It seemed as though I had some version of the following conversation a million times over the course of the pandemic: “I’m not really sure what happened. I just wanted to stay healthy during shelter-in place. I started by cutting out junk food and exercising more, but then it took on a life of its own, and I ended up really sick.” All young people were impacted by the sudden shutdowns that prevented them from their normal lives. School attendance, time with friends, and participation in sports and other activities were all affected. Social media provided important connection to friends and also ample opportunity for social comparison as well as access to nutrition and fitness “tips”.
For the last ten years, a large part of my job has consisted of evaluating and treating hospitalized patients with eating disorders who have become medically unstable secondary to malnutrition. Even in a well-resourced place like Silicon Valley, access to evidence-based treatment is difficult. At baseline, there are serious inequities in the ways in which people can access care. Owing to the frustrations of red tape and low reimbursement, many qualified clinicians don’t work with commercial insurance, and instead serve patients who can pay privately. Families covered by government payors don’t have access to certain levels of care. With the pandemic, we saw a spike in demand for eating disorder treatment, without a corresponding increase in resources. All the mental health providers in the area were tapped by a sharp increase in mental health acuity.
Our reality became what seemed a never-ending revolving door of patients. We could get them medically stable enough to safely send home, but we didn’t have a lot of options for ongoing treatment, and that meant that many did poorly on discharge and needed to be readmitted. Academic centers and community providers were completely full. Day treatment and residential centers were dealing with COVID precautions and limits to their census in addition to unprecedented acuity, and many had months-long waiting lists. It was (and is) a very difficult time.

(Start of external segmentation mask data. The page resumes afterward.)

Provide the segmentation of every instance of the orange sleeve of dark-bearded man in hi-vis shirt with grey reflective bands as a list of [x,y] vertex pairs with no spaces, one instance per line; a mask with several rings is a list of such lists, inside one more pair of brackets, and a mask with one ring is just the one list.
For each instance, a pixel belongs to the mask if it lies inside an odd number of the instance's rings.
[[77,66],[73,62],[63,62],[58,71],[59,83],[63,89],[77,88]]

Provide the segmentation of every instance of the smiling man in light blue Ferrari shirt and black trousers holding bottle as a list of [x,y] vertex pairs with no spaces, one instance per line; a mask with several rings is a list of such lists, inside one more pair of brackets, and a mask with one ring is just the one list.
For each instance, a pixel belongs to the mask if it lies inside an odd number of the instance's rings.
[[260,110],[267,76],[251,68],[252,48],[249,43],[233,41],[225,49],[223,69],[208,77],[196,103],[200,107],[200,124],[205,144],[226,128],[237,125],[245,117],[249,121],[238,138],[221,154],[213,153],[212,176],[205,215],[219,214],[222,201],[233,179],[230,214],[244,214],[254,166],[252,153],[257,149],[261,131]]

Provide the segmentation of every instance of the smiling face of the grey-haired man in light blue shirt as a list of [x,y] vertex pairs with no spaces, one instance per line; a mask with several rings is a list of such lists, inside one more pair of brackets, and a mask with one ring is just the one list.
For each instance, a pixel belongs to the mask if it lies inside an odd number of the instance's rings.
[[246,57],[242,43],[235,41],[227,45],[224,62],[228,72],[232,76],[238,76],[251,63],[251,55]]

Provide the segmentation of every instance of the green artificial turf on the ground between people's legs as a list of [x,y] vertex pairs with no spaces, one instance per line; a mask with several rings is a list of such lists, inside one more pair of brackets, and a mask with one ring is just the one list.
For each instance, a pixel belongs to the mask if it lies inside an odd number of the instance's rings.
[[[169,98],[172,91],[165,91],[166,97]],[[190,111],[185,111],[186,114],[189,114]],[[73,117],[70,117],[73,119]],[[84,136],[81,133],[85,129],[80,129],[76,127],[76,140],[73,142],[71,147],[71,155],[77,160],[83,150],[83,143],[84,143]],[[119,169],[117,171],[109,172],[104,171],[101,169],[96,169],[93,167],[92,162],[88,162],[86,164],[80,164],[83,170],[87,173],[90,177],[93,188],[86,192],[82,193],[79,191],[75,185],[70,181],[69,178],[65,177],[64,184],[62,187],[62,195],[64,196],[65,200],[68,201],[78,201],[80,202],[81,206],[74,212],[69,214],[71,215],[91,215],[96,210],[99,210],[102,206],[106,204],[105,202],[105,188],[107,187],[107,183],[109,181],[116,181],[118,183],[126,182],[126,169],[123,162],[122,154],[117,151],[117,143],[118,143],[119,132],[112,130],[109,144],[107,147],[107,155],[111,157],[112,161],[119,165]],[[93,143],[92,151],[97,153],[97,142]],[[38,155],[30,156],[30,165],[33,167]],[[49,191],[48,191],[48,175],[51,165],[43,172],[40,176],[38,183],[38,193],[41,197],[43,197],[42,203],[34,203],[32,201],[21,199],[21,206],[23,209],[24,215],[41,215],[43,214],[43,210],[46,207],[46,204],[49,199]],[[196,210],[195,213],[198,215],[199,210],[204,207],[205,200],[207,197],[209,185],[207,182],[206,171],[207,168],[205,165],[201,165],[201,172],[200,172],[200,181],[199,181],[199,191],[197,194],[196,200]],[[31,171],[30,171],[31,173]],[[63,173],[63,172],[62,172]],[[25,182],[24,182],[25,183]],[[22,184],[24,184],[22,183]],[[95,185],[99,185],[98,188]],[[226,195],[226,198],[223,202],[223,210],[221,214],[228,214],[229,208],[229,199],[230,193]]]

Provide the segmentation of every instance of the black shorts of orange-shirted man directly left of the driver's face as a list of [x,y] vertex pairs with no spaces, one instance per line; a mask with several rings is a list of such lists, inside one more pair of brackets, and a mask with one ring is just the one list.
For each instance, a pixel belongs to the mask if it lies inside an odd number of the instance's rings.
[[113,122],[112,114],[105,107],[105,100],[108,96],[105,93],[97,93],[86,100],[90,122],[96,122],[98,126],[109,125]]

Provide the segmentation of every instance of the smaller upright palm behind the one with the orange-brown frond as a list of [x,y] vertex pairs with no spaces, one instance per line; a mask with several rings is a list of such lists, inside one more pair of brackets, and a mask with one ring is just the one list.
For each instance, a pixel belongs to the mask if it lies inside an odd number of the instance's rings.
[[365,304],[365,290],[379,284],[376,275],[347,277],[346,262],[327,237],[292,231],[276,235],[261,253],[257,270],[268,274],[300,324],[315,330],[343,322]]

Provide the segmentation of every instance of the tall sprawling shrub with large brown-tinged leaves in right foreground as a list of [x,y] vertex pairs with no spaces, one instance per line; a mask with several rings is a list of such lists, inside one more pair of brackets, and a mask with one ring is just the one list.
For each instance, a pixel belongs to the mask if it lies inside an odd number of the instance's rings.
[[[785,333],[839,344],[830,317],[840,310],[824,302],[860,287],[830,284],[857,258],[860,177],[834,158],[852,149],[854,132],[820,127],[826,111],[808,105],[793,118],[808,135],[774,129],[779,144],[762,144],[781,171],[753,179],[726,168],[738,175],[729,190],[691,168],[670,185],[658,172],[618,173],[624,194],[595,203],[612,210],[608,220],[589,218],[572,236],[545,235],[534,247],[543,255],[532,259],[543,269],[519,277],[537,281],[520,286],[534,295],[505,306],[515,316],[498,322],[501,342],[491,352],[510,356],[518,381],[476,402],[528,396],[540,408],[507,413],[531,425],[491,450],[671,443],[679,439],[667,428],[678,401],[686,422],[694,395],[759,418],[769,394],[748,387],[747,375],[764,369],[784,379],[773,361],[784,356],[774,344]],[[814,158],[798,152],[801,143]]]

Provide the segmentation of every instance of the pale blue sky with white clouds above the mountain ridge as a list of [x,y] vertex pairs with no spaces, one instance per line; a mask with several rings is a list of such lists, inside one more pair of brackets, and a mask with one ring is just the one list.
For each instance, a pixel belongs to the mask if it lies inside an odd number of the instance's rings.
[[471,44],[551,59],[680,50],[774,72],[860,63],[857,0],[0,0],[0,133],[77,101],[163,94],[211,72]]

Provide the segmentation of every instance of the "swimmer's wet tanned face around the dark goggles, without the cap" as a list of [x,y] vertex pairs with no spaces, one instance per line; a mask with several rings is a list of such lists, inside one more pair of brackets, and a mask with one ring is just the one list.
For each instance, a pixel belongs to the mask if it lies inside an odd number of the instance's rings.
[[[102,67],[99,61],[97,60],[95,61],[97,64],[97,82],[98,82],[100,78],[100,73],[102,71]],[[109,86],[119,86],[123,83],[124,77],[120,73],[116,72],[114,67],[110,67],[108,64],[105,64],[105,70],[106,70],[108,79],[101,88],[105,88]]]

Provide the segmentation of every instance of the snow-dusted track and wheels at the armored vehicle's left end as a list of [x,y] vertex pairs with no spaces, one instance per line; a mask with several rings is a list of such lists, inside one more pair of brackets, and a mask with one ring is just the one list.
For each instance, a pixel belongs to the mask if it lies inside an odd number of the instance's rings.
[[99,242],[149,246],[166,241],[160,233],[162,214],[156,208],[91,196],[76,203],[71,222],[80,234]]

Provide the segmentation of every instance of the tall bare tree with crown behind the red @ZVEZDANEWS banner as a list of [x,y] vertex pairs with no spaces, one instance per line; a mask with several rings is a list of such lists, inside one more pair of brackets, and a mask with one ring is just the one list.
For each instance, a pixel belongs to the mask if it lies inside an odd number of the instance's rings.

Eating disorders have the dubious distinction of having the highest mortality rate of any mental illness other than opiate dependence. Sudden death can result from any of the many medical complications of malnutrition, such as cardiac arrhythmia. Half of patients who succumb to an eating disorder die by suicide. It is a terrible illness in the best of times, and especially in the worst of times, it felt overwhelming to tell families over and over again that I knew what they needed, but was limited in helping them find it.
I’ve worked in academia my entire career, and have absolutely loved it. I’ve had the honor of working alongside clinicians and scholars who have developed the innovative treatments we deliver in real world settings. Striving to provide excellent clinical care while also training the next generation of physicians and psychologists keeps me on my toes and feeds my soul. At the same time, I’ve struggled with the limitations in the current treatment landscape.
When I was approached with the opportunity to join Equip, I knew that I needed to be involved in some way. At Equip, I’m afforded with the opportunity to provide high-quality care, teach and train in a wide range of settings, and be involved in helping solve the seemingly daunting access and scalability issues. At the same time, I’m still able to stay involved in the academic tasks that have been such a large part of my professional identity. I will always be grateful to academia, and the many wonderful colleagues I continue to work alongside, for preparing me to pivot into this new role. Providing everyone who needs it access to evidence-based eating disorder treatment is at the heart of our mission, and I can attest to the fact that this is reinforced often at Equip. It is truly our north star.